Guido van Rossum: Python is a language, but it's also a community. The community works in a certain way that seems to affect how the language evolves, like the decision on what does and does not go into the standard library. I used to accept contributions from almost anybody, as long as I thought they had a certain cool factor.
Bill Venners: The contribution was cool or the person making the contribution was cool?
Guido van Rossum: The contribution. I usually didn't know the people. Until 1994, I had hardly met any Python person outside the Netherlands face to face. The majority of users were in the US by then. No, I've always tried to judge contributions by merit and not by personalities.
In the early days I was fairly quick to adopt new ideas, and then I realized the community was growing and that meant more and more contributions. I had to be more selective. My first step was always saying no. Then, if people didn't take no for an answer, I would ask for arguments. Why do you think this is useful not just for you but for a large number of Python users?
If you are writing one particular approach for a popular application area, but there are lots of different ways of doing it, I won't put your particular way in the standard library if I can help it. But if there's one obvious way, clearly one best approach, I'm much more likely to put it into the standard library.
Application APIs are usually less likely to end up in the standard library than APIs that support many different application areas. At some point I think I made the mistake of including too much multimedia stuff. Some of the multimedia APIs are now withering away, because I lost interest in multimedia and because they're no longer relevant to what people are doing with multimedia now. There's no MP3 support, for example, but there's some support for old-style audio files that are probably not particularly useful anymore.

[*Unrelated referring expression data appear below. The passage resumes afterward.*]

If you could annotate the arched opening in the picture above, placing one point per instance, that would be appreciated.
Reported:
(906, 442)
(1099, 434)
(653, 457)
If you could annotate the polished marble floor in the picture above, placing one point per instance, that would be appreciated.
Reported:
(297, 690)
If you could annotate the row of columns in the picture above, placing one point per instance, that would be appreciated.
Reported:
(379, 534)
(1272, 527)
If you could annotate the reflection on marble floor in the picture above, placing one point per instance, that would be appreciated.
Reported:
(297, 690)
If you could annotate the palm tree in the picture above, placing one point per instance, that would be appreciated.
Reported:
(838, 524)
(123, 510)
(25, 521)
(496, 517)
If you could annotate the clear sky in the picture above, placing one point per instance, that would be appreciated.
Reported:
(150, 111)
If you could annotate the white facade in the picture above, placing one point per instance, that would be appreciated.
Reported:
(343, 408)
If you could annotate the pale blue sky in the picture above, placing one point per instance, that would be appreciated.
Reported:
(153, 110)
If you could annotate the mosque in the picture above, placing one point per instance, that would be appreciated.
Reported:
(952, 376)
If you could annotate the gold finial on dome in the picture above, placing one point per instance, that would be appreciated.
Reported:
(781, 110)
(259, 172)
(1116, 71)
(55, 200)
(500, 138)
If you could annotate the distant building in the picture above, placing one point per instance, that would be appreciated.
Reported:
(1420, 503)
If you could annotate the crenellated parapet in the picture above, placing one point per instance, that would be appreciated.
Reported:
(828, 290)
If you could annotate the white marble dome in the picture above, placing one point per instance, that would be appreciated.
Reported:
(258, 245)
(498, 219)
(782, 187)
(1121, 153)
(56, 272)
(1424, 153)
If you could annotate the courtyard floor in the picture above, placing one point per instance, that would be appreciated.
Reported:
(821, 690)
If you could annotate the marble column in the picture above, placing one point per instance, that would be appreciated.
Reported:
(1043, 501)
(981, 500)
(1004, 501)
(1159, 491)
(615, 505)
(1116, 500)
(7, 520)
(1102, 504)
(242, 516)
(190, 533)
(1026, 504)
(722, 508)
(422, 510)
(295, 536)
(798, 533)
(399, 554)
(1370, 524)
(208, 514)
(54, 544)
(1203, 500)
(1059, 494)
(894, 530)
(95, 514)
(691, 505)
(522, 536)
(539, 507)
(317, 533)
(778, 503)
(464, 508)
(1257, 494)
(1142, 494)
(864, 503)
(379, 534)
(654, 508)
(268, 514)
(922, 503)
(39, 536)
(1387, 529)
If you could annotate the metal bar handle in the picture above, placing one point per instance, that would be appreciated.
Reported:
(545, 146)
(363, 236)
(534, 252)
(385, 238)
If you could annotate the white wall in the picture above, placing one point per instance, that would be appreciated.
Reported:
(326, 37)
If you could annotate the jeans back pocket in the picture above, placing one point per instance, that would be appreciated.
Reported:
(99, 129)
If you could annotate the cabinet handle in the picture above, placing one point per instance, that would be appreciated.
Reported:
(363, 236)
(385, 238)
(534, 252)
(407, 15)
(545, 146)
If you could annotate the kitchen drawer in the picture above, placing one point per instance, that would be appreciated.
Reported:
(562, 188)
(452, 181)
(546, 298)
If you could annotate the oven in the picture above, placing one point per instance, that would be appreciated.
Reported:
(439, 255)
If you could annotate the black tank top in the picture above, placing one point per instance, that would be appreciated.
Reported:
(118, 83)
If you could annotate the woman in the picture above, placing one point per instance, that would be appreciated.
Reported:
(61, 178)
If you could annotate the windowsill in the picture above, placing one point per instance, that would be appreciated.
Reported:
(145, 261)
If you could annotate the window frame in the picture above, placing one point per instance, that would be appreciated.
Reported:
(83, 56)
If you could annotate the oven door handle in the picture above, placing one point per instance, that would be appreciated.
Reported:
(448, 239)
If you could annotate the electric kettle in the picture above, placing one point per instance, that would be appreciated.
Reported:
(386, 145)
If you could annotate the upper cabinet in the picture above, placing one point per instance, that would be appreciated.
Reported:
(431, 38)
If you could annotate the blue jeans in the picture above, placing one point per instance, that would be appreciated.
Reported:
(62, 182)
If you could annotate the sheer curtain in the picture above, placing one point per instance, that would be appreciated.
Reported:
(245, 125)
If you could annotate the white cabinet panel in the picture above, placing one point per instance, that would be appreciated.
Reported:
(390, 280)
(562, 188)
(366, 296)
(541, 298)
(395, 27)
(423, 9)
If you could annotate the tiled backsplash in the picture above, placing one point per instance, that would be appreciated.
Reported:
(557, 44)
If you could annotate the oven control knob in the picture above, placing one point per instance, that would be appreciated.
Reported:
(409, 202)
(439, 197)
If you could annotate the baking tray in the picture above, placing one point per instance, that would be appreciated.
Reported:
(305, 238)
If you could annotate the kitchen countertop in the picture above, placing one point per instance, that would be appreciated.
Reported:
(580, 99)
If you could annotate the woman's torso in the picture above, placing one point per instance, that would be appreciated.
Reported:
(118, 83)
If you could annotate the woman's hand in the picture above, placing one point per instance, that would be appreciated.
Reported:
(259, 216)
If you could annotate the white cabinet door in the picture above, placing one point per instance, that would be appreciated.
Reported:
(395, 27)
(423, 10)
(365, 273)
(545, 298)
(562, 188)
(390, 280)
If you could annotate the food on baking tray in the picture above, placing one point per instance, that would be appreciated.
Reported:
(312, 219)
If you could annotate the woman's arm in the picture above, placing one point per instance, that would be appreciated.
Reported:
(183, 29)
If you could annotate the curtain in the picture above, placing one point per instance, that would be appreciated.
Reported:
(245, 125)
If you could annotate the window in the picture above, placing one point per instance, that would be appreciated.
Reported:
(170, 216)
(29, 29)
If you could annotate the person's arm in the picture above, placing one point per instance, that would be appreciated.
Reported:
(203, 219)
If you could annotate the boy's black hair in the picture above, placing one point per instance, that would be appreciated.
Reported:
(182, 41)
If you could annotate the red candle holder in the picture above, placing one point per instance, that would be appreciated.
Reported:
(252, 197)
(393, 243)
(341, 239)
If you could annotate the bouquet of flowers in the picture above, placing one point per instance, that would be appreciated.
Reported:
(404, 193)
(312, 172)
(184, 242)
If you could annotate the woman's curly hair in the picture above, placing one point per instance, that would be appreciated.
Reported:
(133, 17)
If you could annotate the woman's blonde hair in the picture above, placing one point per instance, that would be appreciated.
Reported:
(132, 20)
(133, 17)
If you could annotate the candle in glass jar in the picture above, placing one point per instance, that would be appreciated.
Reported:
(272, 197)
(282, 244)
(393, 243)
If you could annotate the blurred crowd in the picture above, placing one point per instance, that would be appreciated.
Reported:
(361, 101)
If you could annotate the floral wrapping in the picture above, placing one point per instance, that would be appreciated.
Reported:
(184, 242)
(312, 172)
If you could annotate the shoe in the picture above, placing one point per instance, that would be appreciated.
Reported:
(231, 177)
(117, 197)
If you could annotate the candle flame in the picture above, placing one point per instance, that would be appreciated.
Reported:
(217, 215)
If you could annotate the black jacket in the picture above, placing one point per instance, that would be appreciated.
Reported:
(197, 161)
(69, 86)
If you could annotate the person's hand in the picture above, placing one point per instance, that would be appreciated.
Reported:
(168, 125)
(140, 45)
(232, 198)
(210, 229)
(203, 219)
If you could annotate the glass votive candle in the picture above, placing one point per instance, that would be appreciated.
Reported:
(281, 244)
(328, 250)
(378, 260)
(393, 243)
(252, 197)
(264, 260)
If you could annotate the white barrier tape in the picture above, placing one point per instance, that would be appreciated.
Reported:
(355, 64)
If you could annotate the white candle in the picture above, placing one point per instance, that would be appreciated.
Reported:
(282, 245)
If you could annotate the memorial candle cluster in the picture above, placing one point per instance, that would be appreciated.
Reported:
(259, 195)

On the other hand, the standard library's Internet protocols, for example, are useful for many people. We also have a small collection of useful mathematical algorithms that aren't implemented by our basic data types. For example, if you have a sorted array, you can do a binary search or a binary insert into that array.
On occasion, a large group of users in a particular area will suddenly vocalize what they feel we must support, because it's going to be the next buzzword. Or maybe it's an application area where Python is going to be really useful because the area involves a lot of tinkering and experimenting and prototyping before you get it right. A big example is XML.
Python has a lot of XML support, because at some point a lobby of people said XML is going to be big, and Python is such a good language for dealing with XML. They asked for standard XML support in Python's standard library, because they didn't want to depend on a third party. So I suggested they create a third-party XML support library for Python. It matured through several revisions of user testing, feedback, and improvement, and then became part of the standard library. And that is still growing. There are still some parts of XML that Python doesn't support, but there's third-party support that will eventually make its way into the standard library.